Effect of estradiol and pasireotide on EMT, morphology and motility of CPEC cells. Quiescent CPEC cells were untreated or treated for 48 h with the indicated compounds. Estradiol was used at 20 nM, pasireotide at 0,1 μM and DPN at 3 nM. In panel (A), lysate proteins (2 mg/ml) were prepared, separated by SDS-PAGE and transferred to nitrocellulose membrane. Filters were immune-blotted using the antibodies against the indicated proteins. The blots are representative of two different experiments. In panel (B), the cells were analyzed for morphological changes using contrast-phase microscopy. Bar, 10 μM. In panel (C), the cells were wounded (the arrow indicates the wound length) and then left unstimulated or stimulated with the indicated compounds. Cytosine arabinoside (20 μM) was added to the cell medium to avoid cell proliferation. The wound gap from three different experiments was calculated using Image J software and expressed as % of the decrease in wound area. Means and SEM are shown. n represents the number of experiments. ^∗p < 0.05 for each experimental point versus the corresponding untreated control.
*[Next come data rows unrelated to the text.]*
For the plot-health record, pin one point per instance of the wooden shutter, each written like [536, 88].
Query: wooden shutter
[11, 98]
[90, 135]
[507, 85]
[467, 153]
Contrast-phase images in panel (D) are representative of 3 different experiments. In panel (C,D), quiescent cells on coverslips were left unstimulated or stimulated for 24 h with estradiol (20 nM), or DPN (3 nM), or pasireotide (0,1 μM) or a combination of estradiol plus pasireotide. After in vivo pulse with BrdU (100 μM; Sigma), the DNA synthesis was analyzed by IF as reported in Methods and calculated by the formula: percentage of BrdU-positive cells = (No. of BrdU-positive cells/No. of total cells) X 100. In unstimulated cells, the BrdU incorporation was observed in less than 14% of total cells. Neither estradiol, nor DPN, nor pasireotide, nor combination of estradiol and pasireotide increased the BrdU incorporation, which was detected in 18, 16, 15, and 17% of total cells, respectively.